Säuglinge und Klein­kinder: Verschiedene Impfungen sind möglich

Wer? Gefährdet sind vor allem Kinder bis fünf Jahre, am stärksten die Null- bis Zweijäh­rigen. Auch Jugend­liche zwischen 15 und 19 haben ein etwas erhöhtes Risiko.
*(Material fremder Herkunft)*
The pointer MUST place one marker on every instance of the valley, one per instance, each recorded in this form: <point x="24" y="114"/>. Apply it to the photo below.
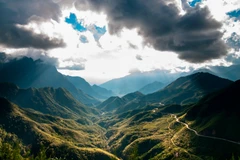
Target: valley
<point x="194" y="117"/>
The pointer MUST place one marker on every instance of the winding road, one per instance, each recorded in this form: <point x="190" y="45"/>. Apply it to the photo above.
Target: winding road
<point x="200" y="135"/>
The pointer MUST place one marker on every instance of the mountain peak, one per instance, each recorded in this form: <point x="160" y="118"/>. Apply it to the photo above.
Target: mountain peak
<point x="6" y="106"/>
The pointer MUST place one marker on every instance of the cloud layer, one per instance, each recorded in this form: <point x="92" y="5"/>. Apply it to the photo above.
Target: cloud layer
<point x="15" y="13"/>
<point x="194" y="36"/>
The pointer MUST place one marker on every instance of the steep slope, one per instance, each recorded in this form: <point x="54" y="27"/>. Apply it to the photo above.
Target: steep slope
<point x="152" y="87"/>
<point x="26" y="73"/>
<point x="113" y="103"/>
<point x="136" y="81"/>
<point x="218" y="113"/>
<point x="188" y="89"/>
<point x="84" y="86"/>
<point x="63" y="139"/>
<point x="58" y="102"/>
<point x="102" y="91"/>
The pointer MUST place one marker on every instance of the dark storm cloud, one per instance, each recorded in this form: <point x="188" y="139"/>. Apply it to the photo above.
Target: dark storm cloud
<point x="15" y="12"/>
<point x="194" y="36"/>
<point x="74" y="67"/>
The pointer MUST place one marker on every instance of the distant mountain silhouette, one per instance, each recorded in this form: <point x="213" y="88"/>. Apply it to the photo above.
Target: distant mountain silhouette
<point x="188" y="89"/>
<point x="218" y="113"/>
<point x="102" y="91"/>
<point x="134" y="82"/>
<point x="26" y="73"/>
<point x="114" y="103"/>
<point x="152" y="87"/>
<point x="95" y="91"/>
<point x="57" y="102"/>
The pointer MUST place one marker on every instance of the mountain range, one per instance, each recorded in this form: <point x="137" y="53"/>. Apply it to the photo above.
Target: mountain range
<point x="47" y="115"/>
<point x="184" y="90"/>
<point x="26" y="73"/>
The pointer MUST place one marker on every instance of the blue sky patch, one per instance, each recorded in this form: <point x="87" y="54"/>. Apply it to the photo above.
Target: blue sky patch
<point x="194" y="3"/>
<point x="72" y="19"/>
<point x="235" y="13"/>
<point x="98" y="32"/>
<point x="101" y="30"/>
<point x="83" y="39"/>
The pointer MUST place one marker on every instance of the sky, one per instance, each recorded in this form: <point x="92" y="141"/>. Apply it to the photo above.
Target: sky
<point x="100" y="40"/>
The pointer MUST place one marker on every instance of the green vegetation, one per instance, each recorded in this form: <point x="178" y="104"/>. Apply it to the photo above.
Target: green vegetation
<point x="50" y="124"/>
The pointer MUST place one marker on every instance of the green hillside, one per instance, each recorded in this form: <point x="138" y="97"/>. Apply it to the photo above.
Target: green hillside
<point x="57" y="102"/>
<point x="60" y="138"/>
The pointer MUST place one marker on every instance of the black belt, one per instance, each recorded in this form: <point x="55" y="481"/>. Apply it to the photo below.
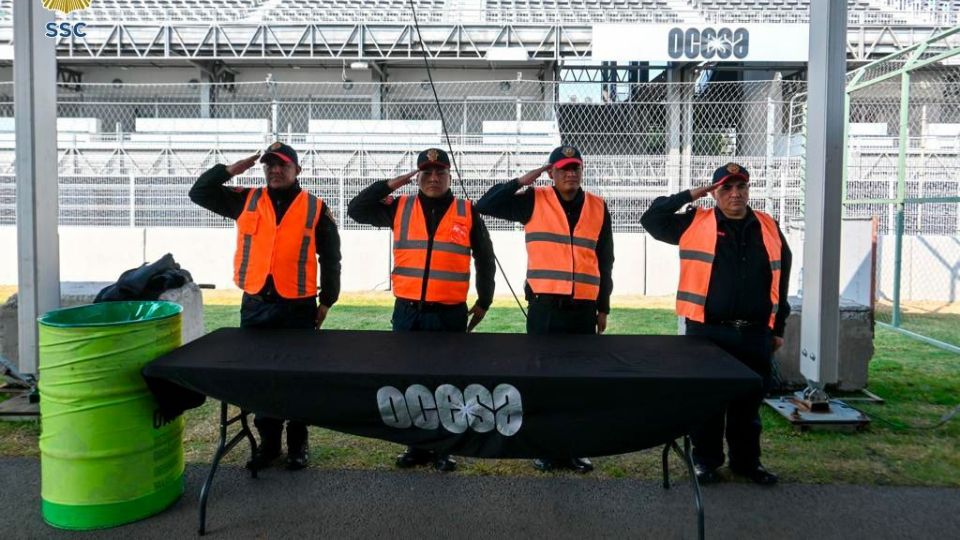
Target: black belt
<point x="739" y="323"/>
<point x="276" y="299"/>
<point x="427" y="307"/>
<point x="562" y="302"/>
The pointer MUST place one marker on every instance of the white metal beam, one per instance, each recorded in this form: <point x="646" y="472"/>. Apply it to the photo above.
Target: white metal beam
<point x="35" y="98"/>
<point x="820" y="322"/>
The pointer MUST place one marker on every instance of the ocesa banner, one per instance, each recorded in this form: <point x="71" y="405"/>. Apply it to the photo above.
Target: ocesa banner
<point x="692" y="43"/>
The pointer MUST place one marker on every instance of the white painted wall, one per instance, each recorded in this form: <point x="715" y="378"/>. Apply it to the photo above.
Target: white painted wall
<point x="644" y="266"/>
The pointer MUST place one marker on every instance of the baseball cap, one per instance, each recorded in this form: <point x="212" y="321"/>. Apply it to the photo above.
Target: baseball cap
<point x="433" y="158"/>
<point x="730" y="171"/>
<point x="282" y="151"/>
<point x="564" y="155"/>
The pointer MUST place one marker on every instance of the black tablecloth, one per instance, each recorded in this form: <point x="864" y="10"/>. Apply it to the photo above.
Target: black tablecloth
<point x="483" y="395"/>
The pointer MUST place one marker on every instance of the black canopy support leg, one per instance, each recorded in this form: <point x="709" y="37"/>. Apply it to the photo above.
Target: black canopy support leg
<point x="665" y="458"/>
<point x="223" y="447"/>
<point x="686" y="454"/>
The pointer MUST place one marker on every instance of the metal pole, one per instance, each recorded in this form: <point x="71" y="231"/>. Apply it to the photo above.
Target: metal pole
<point x="904" y="135"/>
<point x="820" y="323"/>
<point x="35" y="98"/>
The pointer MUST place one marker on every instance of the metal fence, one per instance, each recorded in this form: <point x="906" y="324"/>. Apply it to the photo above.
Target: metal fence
<point x="647" y="140"/>
<point x="129" y="153"/>
<point x="903" y="169"/>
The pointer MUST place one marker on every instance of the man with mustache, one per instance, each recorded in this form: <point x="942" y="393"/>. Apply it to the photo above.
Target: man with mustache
<point x="434" y="236"/>
<point x="734" y="277"/>
<point x="280" y="229"/>
<point x="569" y="240"/>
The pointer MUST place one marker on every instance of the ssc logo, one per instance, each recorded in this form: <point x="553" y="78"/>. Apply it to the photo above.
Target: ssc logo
<point x="709" y="43"/>
<point x="475" y="408"/>
<point x="66" y="6"/>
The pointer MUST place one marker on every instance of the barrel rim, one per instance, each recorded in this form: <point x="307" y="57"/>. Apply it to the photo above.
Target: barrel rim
<point x="44" y="319"/>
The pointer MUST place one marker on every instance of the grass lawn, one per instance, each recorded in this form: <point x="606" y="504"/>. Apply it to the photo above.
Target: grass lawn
<point x="919" y="382"/>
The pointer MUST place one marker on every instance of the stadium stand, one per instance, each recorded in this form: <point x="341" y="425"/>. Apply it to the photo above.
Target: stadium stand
<point x="586" y="11"/>
<point x="500" y="11"/>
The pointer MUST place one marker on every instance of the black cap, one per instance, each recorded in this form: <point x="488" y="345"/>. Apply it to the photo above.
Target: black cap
<point x="564" y="155"/>
<point x="730" y="171"/>
<point x="282" y="151"/>
<point x="433" y="158"/>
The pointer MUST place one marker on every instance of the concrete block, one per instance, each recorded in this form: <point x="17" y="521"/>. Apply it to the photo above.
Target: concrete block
<point x="190" y="297"/>
<point x="99" y="253"/>
<point x="663" y="268"/>
<point x="79" y="293"/>
<point x="206" y="253"/>
<point x="8" y="263"/>
<point x="629" y="266"/>
<point x="511" y="250"/>
<point x="856" y="346"/>
<point x="367" y="259"/>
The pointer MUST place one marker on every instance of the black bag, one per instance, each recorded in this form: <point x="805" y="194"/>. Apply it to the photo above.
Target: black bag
<point x="146" y="282"/>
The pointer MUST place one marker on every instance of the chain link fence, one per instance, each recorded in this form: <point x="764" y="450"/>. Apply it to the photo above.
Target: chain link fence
<point x="903" y="165"/>
<point x="129" y="153"/>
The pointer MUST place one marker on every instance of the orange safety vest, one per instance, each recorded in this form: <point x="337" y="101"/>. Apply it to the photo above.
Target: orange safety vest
<point x="286" y="251"/>
<point x="449" y="277"/>
<point x="698" y="246"/>
<point x="559" y="262"/>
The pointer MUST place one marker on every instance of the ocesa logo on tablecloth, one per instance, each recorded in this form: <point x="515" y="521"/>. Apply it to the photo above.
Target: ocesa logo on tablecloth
<point x="474" y="408"/>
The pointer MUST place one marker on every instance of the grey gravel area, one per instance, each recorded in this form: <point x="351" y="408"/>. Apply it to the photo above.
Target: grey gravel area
<point x="422" y="504"/>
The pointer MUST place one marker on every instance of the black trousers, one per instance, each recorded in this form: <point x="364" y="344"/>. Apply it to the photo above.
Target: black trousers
<point x="559" y="316"/>
<point x="741" y="421"/>
<point x="410" y="316"/>
<point x="550" y="315"/>
<point x="258" y="313"/>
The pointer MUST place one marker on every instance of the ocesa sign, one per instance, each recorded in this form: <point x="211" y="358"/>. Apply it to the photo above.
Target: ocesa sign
<point x="708" y="43"/>
<point x="475" y="408"/>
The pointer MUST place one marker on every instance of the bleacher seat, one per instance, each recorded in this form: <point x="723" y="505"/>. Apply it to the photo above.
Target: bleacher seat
<point x="531" y="135"/>
<point x="412" y="134"/>
<point x="200" y="131"/>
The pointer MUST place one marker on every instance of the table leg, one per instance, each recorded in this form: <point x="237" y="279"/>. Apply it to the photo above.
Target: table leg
<point x="666" y="468"/>
<point x="223" y="447"/>
<point x="687" y="455"/>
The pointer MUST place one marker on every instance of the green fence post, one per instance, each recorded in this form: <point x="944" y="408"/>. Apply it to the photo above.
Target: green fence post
<point x="901" y="192"/>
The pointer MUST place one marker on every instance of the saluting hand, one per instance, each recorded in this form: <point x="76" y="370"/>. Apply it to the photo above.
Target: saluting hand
<point x="532" y="176"/>
<point x="476" y="315"/>
<point x="321" y="314"/>
<point x="401" y="180"/>
<point x="696" y="193"/>
<point x="243" y="165"/>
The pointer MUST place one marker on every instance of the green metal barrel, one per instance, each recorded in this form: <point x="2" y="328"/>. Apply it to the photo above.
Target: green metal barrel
<point x="106" y="458"/>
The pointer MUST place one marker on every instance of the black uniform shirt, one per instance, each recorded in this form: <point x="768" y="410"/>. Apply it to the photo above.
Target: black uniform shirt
<point x="503" y="201"/>
<point x="740" y="281"/>
<point x="210" y="193"/>
<point x="367" y="208"/>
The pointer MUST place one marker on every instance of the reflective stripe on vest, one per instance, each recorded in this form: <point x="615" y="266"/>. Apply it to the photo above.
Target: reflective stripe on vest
<point x="698" y="247"/>
<point x="448" y="278"/>
<point x="285" y="251"/>
<point x="559" y="262"/>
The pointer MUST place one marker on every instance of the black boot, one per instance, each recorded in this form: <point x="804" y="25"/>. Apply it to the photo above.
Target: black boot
<point x="268" y="451"/>
<point x="264" y="456"/>
<point x="298" y="457"/>
<point x="413" y="457"/>
<point x="444" y="464"/>
<point x="298" y="449"/>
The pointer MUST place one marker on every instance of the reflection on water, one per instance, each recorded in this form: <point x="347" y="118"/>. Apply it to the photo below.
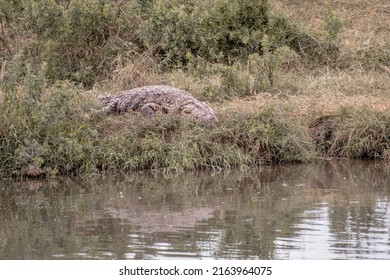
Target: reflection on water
<point x="329" y="210"/>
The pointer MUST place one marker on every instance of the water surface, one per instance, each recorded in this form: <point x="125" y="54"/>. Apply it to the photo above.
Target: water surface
<point x="329" y="210"/>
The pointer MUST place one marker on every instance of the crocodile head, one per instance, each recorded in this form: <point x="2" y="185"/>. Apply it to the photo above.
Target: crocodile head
<point x="200" y="111"/>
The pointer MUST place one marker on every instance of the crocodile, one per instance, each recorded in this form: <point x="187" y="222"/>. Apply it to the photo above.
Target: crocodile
<point x="150" y="99"/>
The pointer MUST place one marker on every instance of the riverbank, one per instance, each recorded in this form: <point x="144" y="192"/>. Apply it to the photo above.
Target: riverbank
<point x="306" y="82"/>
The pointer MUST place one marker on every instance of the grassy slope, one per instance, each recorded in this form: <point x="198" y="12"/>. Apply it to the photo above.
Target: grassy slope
<point x="346" y="107"/>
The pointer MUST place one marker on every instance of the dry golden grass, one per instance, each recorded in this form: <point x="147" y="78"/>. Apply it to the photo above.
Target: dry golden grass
<point x="365" y="22"/>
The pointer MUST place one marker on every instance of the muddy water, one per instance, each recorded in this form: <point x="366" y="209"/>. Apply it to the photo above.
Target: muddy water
<point x="330" y="210"/>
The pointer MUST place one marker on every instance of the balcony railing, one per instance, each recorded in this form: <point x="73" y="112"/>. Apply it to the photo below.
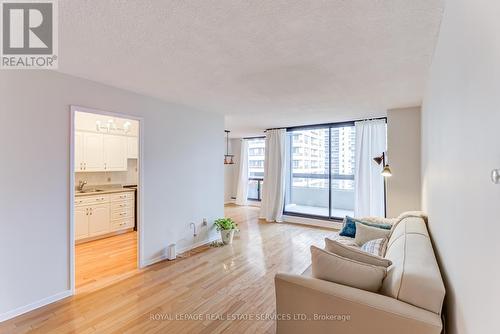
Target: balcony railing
<point x="308" y="196"/>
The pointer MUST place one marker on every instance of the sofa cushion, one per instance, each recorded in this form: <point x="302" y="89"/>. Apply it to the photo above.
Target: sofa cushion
<point x="366" y="233"/>
<point x="355" y="253"/>
<point x="414" y="276"/>
<point x="375" y="247"/>
<point x="349" y="226"/>
<point x="334" y="268"/>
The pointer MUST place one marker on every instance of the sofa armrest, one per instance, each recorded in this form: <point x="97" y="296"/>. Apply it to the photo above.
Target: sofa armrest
<point x="334" y="308"/>
<point x="379" y="220"/>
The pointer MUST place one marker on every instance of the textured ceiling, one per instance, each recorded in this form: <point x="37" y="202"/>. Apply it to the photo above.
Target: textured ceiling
<point x="262" y="63"/>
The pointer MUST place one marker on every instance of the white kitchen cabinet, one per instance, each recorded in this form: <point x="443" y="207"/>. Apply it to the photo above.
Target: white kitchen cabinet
<point x="132" y="147"/>
<point x="79" y="151"/>
<point x="81" y="222"/>
<point x="97" y="215"/>
<point x="93" y="152"/>
<point x="115" y="153"/>
<point x="99" y="219"/>
<point x="97" y="152"/>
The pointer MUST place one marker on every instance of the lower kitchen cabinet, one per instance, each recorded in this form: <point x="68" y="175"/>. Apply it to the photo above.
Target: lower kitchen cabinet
<point x="102" y="214"/>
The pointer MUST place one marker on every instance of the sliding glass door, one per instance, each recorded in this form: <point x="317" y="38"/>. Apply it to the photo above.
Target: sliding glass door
<point x="320" y="177"/>
<point x="256" y="153"/>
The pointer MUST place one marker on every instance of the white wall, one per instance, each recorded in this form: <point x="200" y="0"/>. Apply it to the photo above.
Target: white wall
<point x="231" y="171"/>
<point x="460" y="146"/>
<point x="183" y="177"/>
<point x="403" y="142"/>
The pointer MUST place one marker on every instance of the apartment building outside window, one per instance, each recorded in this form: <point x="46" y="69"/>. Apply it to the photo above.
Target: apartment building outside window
<point x="256" y="153"/>
<point x="320" y="181"/>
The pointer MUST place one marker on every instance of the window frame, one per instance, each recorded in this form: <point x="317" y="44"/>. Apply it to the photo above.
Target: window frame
<point x="259" y="179"/>
<point x="330" y="126"/>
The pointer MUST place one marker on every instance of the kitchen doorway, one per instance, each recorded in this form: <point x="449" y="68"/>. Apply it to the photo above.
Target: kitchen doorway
<point x="105" y="198"/>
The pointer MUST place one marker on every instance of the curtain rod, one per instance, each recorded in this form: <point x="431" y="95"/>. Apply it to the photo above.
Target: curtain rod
<point x="328" y="124"/>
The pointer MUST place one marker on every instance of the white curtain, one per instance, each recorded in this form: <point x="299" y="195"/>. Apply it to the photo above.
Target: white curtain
<point x="273" y="190"/>
<point x="369" y="183"/>
<point x="242" y="190"/>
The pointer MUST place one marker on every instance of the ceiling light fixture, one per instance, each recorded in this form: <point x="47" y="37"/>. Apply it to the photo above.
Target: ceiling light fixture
<point x="386" y="171"/>
<point x="228" y="158"/>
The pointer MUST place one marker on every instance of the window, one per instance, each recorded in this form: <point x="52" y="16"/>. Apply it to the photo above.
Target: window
<point x="256" y="153"/>
<point x="321" y="180"/>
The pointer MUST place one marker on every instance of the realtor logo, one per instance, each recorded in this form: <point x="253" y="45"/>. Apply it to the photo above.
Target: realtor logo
<point x="29" y="34"/>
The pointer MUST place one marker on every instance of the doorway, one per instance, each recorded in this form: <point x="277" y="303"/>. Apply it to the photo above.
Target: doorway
<point x="105" y="198"/>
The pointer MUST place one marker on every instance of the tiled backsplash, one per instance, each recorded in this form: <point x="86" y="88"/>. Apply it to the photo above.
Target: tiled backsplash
<point x="100" y="178"/>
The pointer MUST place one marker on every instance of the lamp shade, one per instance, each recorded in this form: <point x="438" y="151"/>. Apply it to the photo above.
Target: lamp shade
<point x="386" y="172"/>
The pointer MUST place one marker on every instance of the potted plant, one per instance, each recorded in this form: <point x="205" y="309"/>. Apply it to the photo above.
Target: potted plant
<point x="226" y="226"/>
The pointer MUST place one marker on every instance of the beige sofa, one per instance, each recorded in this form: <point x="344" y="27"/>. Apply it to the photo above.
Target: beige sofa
<point x="409" y="301"/>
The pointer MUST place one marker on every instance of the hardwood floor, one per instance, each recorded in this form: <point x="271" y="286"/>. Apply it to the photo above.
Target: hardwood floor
<point x="235" y="280"/>
<point x="105" y="261"/>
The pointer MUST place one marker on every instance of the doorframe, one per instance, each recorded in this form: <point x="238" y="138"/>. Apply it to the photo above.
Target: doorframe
<point x="140" y="188"/>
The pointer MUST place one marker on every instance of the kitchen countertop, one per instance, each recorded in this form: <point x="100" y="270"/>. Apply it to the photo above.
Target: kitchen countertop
<point x="102" y="191"/>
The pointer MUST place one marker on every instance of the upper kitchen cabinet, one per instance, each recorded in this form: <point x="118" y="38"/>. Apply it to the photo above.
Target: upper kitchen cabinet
<point x="96" y="152"/>
<point x="89" y="155"/>
<point x="93" y="153"/>
<point x="115" y="153"/>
Welche Impfung? Eine Impfung gegen Meningokokken C sollen alle Kinder erhalten, rät die Ständige Impf­kommis­sion (Stiko). Bekommen sie eine Vierfach­impfung gegen die Typen A, C, W und Y, ist der Schutz sogar noch etwas höher. In Deutsch­land sind die Typen A, W und Y jedoch sehr selten. Die Vierfach-Impfung ist vor allem für Kinder anzu­raten, die in ein Risiko­gebiet reisen (siehe auch Reisende: Teils ist Impfen Pflicht). Details lassen sich bei Reisemedizinern erfragen. Möglich ist auch eine Impfung gegen Erregertyp B. In Deutsch­land erkranken daran pro Jahr rund 74 Kinder unter fünf Jahren – deutlich mehr als an Typ C mit 9 Fällen pro Jahr. Unsere Experten bewerten alle drei Impfungen als wahr­scheinlich sinn­voll.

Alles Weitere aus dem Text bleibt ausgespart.